A Hot New Memory ETF Just Drew $1 Billion in 10 Days

Dow Jones
04/23

Roundhill’s DRAM ETF hits $1 billion in assets in just 10 trading days.

A new exchange-traded fund has had one of the fastest starts in recent memory—by investing in memory.  

The Roundhill Memory ETF, known by its ticker symbol DRAM, launched on April 2 with little fanfare and no major seed investors. The fund has gathered more than $1 billion in assets in less than two weeks, rare for any ETF and an unprecedented feat for such a small money manager.

The theme ETF tracks computer-memory and -storage stocks, a small but red-hot niche that has benefited from huge demand related to the AI infrastructure build-out. More than three-quarters of the fund is exposed to just three stocks: Samsung Electronics and SK Hynix, of South Korea, and Idaho-based Micron Technology.

The fund’s runaway success has surprised even its managers. 

“To be quite honest, we were not forecasting that this ETF would essentially be in rarefied air within 10 days,” said Dave Mazza, chief executive of boutique asset manager Roundhill Investments. 

Concentrated-theme ETFs have a rocky record. A handful, such as funds tracking the Magnificent Seven technology companies, have been hits, though they took years to reach $1 billion in assets. Most have languished, often suffering from managers’ tendency to launch funds right as a market theme has peaked.

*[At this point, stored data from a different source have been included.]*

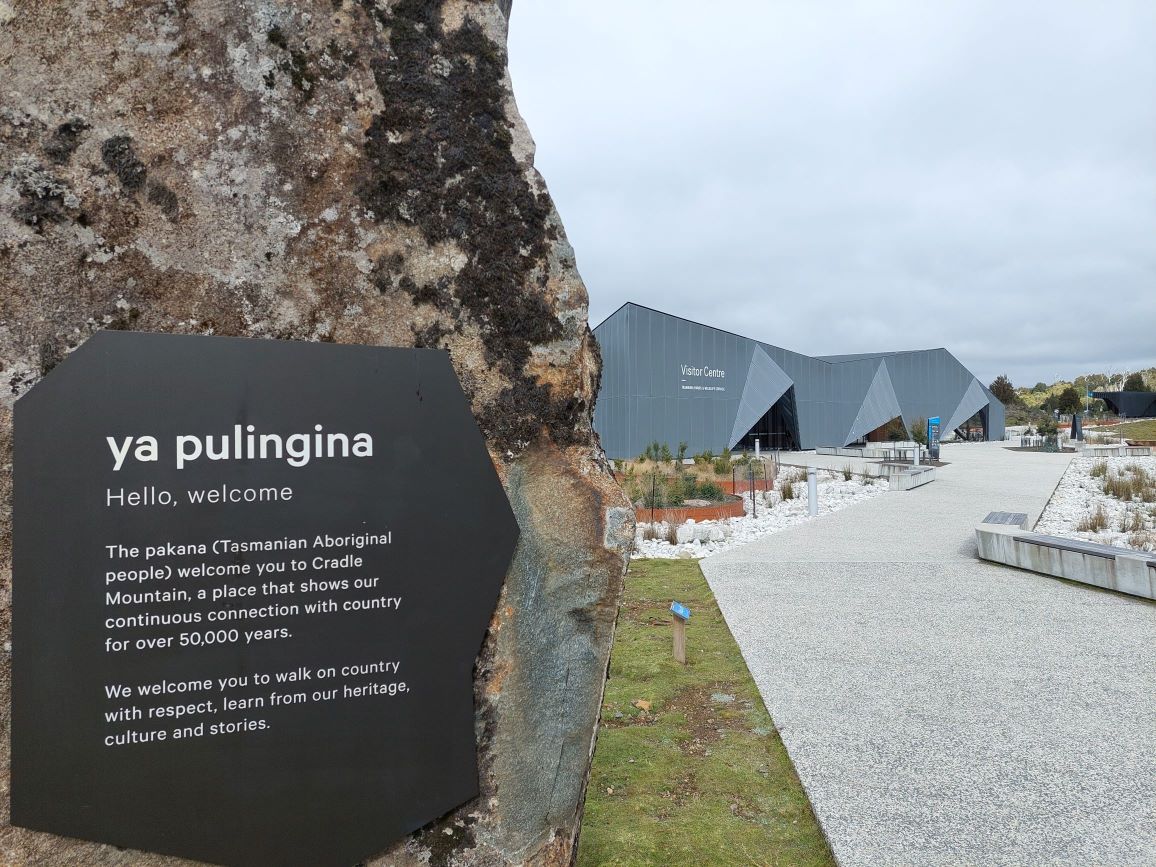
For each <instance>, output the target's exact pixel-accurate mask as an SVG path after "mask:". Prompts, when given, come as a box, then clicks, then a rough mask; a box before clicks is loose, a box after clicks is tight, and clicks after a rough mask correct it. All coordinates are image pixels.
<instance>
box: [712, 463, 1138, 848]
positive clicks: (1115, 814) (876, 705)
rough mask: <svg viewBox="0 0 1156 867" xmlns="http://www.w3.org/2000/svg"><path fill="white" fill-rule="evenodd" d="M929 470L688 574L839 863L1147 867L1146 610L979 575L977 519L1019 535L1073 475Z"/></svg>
mask: <svg viewBox="0 0 1156 867" xmlns="http://www.w3.org/2000/svg"><path fill="white" fill-rule="evenodd" d="M942 457H943V459H944V460H946V461H948V462H949V466H946V467H941V468H939V470H938V477H936V481H935V482H933V483H932V484H928V486H924V487H921V488H918V489H916V490H912V491H904V492H889V494H887V495H884V496H882V497H877V498H875V499H873V501H869V502H867V503H864V504H860V505H855V506H852V507H850V509H846V510H843V511H840V512H836V513H833V514H830V516H823V517H821V518H818V519H817V520H814V521H809V523H807V524H805V525H801V526H799V527H795V528H792V529H787V531H785V532H781V533H777V534H773V535H769V536H765V538H763V539H761V540H758V541H756V542H753V543H750V544H747V546H744V547H741V548H735V549H733V550H729V551H726V553H724V554H719V555H717V556H714V557H710V558H707V560H705V561H703V571H704V572H705V575H706V578H707V580H709V581H710V584H711V586H712V588H713V590H714V593H716V595H717V598H718V601H719V605H720V606H721V608H723V612H724V614H725V616H726V618H727V622H728V623H729V625H731V629H732V631H733V632H734V636H735V638H736V639H738V642H739V644H740V646H741V647H742V651H743V655H744V657H746V659H747V664H748V666H749V667H750V670H751V673H753V674H754V677H755V680H756V682H757V683H758V687H759V690H761V691H762V694H763V697H764V699H765V702H766V706H768V709H769V710H770V712H771V714H772V716H773V718H775V721H776V724H777V725H778V727H779V729H780V732H781V734H783V740H784V742H785V743H786V746H787V749H788V750H790V754H791V757H792V759H793V761H794V764H795V768H796V769H798V771H799V776H800V778H801V779H802V783H803V785H805V786H806V788H807V791H808V794H809V795H810V799H812V803H813V806H814V808H815V813H816V815H817V816H818V820H820V822H821V823H822V825H823V829H824V831H825V833H827V835H828V838H829V839H830V843H831V846H832V849H833V851H835V854H836V857H837V858H838V860H839V862H840V864H843V865H995V864H1007V865H1039V864H1054V865H1068V864H1070V865H1089V864H1099V865H1151V864H1156V833H1154V832H1153V829H1154V828H1156V650H1154V649H1156V605H1153V603H1151V602H1147V601H1142V600H1136V599H1131V598H1127V596H1122V595H1119V594H1114V593H1110V592H1104V591H1098V590H1095V588H1091V587H1085V586H1080V585H1075V584H1069V583H1066V581H1061V580H1057V579H1054V578H1048V577H1046V576H1042V575H1035V573H1031V572H1023V571H1020V570H1015V569H1008V568H1005V566H999V565H994V564H990V563H984V562H980V561H978V560H976V544H975V534H973V531H975V526H976V525H977V524H978V523H979V521H980V520H981V519H983V518H984V516H985V514H986V513H987V512H988V511H993V510H1000V511H1015V512H1027V513H1028V514H1029V516H1030V519H1031V520H1032V521H1035V520H1036V518H1038V516H1039V513H1040V512H1042V511H1043V509H1044V507H1045V505H1046V503H1047V499H1048V497H1050V496H1051V494H1052V491H1053V490H1054V488H1055V484H1057V482H1058V481H1059V479H1060V476H1061V475H1062V473H1064V470H1065V468H1066V467H1067V464H1068V461H1069V460H1070V455H1059V454H1042V453H1016V452H1012V451H1008V450H1006V449H1003V447H1002V444H1000V443H986V444H959V445H947V446H944V449H943V455H942ZM784 460H785V461H787V462H805V461H806V458H805V457H802V455H785V457H784ZM828 460H835V461H836V465H837V466H842V464H843V462H847V461H845V460H844V459H828ZM840 461H842V462H840Z"/></svg>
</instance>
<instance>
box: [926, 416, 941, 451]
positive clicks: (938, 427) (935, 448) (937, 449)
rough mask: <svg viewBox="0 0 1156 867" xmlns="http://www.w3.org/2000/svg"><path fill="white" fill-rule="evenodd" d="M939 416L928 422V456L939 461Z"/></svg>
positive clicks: (927, 447)
mask: <svg viewBox="0 0 1156 867" xmlns="http://www.w3.org/2000/svg"><path fill="white" fill-rule="evenodd" d="M939 424H940V421H939V416H938V415H936V416H935V417H934V418H928V420H927V455H928V457H929V458H931V459H932V460H939Z"/></svg>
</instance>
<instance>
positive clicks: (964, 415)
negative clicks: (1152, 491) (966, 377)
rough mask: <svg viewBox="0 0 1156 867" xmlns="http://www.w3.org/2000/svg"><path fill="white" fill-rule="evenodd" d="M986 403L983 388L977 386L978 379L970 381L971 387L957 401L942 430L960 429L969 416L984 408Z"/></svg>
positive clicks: (983, 387) (986, 402)
mask: <svg viewBox="0 0 1156 867" xmlns="http://www.w3.org/2000/svg"><path fill="white" fill-rule="evenodd" d="M987 401H988V399H987V395H986V394H984V386H981V385H980V384H979V380H978V379H972V380H971V385H969V386H968V391H966V392H964V394H963V397H962V398H961V399H959V403H958V406H957V407H956V408H955V412H954V413H951V417H950V418H948V422H947V424H944V425H943V430H948V431H951V430H955V429H956V428H958V427H961V425H962V424H963V423H964V422H965V421H968V420H969V418H970V417H971V416H973V415H975V414H976V413H978V412H979V410H980V409H983V408H984V407H986V406H987Z"/></svg>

The DRAM fund’s rapid ascent is “beyond shocking,” Bloomberg Intelligence ETF analyst Eric Balchunas wrote on X. 

The fund has benefited from the speculative fervor around memory stocks and the fact that it solves a problem for some investors: Neither Samsung nor SK Hynix, two of the world’s biggest memory companies, trade in the U.S., making them harder for American investors to access.

Memory stocks have posted large gains recently, leaving some analysts concerned about market froth. Sandisk is the S&P 500’s best performer this year, up nearly 300%. In Korea, Samsung shares are up 83%.

Much of the demand is coming from individual investors, Mazza said, though a handful of larger tickets show that hedge funds are likely trading it too. The fund has gained traction with individual traders on social-media platforms like Reddit and X.

High overnight trading volume indicates that international investors are also buying. South Korea has an active base of individual stock traders, known locally as “ants.”

“South Korean retail investors are very active, and I think they’re particularly proud that there’s now a U.S.-listed ETF that provides exposure to companies that are so important to their local market,” Mazza said. 

Through Monday, the DRAM ETF has posted a net $1.03 billion inflow, according to FactSet. The fund charges a 0.65% annual management fee and will substantially boost Roundhill’s revenue if it can maintain assets at the current level. Founded in 2018, Roundhill has about a dozen employees. DRAM is already its third-largest ETF.